FOREST LAKE, Australia — Images of a waterfall gushing down the sides of the Ayers Rock in Australia following heavy rains battered the region has gone viral.
Tourism worker Stacey MacGregor, 37, filmed the images at Ayers Rock, also known as Uluru, a huge sandstone rock formation in Australia’s northern territory.
The rock is sacred to the Pitjantjatjara, the aboriginal people of the area also known as the Anangu. The name of the area refers to the several aboriginal groups in the region.
“They [the Anangu Pitjantjatjara] retain a profound and intimate knowledge of the flora and fauna of their homelands with many plants and animals being both a source of food and an integral part of their culture,” reads a research paper titled “A Biological Survey of the Anangu Pitjantjatjara lands South Australia”.
The images of Ayers Rock, where climbing is prohibited since 2019, were shot after the northern territory was battered by strong storms recently.

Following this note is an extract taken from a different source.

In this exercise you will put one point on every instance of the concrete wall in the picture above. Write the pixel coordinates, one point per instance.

“I work in tourism and have been living and working in resorts around Australia for 15 years,” said MacGregor. “I have lived at Ayers Rock Resort for four years working for Uluru Camel Tours in Reservations.”

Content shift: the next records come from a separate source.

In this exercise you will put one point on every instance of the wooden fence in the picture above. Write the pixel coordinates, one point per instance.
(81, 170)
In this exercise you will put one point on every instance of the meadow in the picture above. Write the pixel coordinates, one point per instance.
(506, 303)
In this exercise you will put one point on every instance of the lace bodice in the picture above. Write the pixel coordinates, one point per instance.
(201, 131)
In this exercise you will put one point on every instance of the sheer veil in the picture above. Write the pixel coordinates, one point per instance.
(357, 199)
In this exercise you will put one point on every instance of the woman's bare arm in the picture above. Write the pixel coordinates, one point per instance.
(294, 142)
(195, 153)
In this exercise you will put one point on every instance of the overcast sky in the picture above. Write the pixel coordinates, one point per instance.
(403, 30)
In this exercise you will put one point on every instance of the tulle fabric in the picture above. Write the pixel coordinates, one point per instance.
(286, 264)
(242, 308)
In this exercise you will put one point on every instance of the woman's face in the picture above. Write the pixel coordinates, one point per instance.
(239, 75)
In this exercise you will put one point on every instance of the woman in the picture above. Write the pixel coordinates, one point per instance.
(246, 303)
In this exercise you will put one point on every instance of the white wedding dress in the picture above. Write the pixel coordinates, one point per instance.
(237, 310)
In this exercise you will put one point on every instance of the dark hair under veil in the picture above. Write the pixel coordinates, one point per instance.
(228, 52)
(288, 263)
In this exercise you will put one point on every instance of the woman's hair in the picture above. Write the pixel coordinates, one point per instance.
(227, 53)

MacGregor said one clip was of her friend Meegan Ebert, who is now known as “the girl in the yellow jacket”, and the other was clicked at the Kitchen Cave on March 21.
“It had been raining all day at Uluru, which does not happen often, and the rain started getting heavier at 5 PM. So, we went back to the national park and got these great shots.”
Despite the Covid-19 pandemic, MacGregor said the resort is busy with Australian visitors, but many recent tours were ditched due to the weather conditions.
“It was all residents in the park in the afternoon. The resort is busy, but to get back out to the national park, the guests required rental vehicles. The vehicles were fully booked, and all tours were canceled due to the rain,” she said.
As per a study, “A Review of Severe Thunderstorms in Australia”, severe thunderstorms are a common occurrence in Australia and are documented since the first European settlement in 1788. These events are characterized by large damaging hail above 2 cm, convective wind gusts greater than 90 kmph, and tornadoes.
Further, they contribute to a quarter of all-natural hazard-related losses in the country.
“Based on this review, several potential avenues for future research and exploration are suggested, and ongoing work in the field outlined,” states the study. “Most notably, the need for improved observational or proxy climatologies, forecasting guidelines for tornadoes, and a greater understanding of how severe thunderstorms respond to climate variability is highlighted.”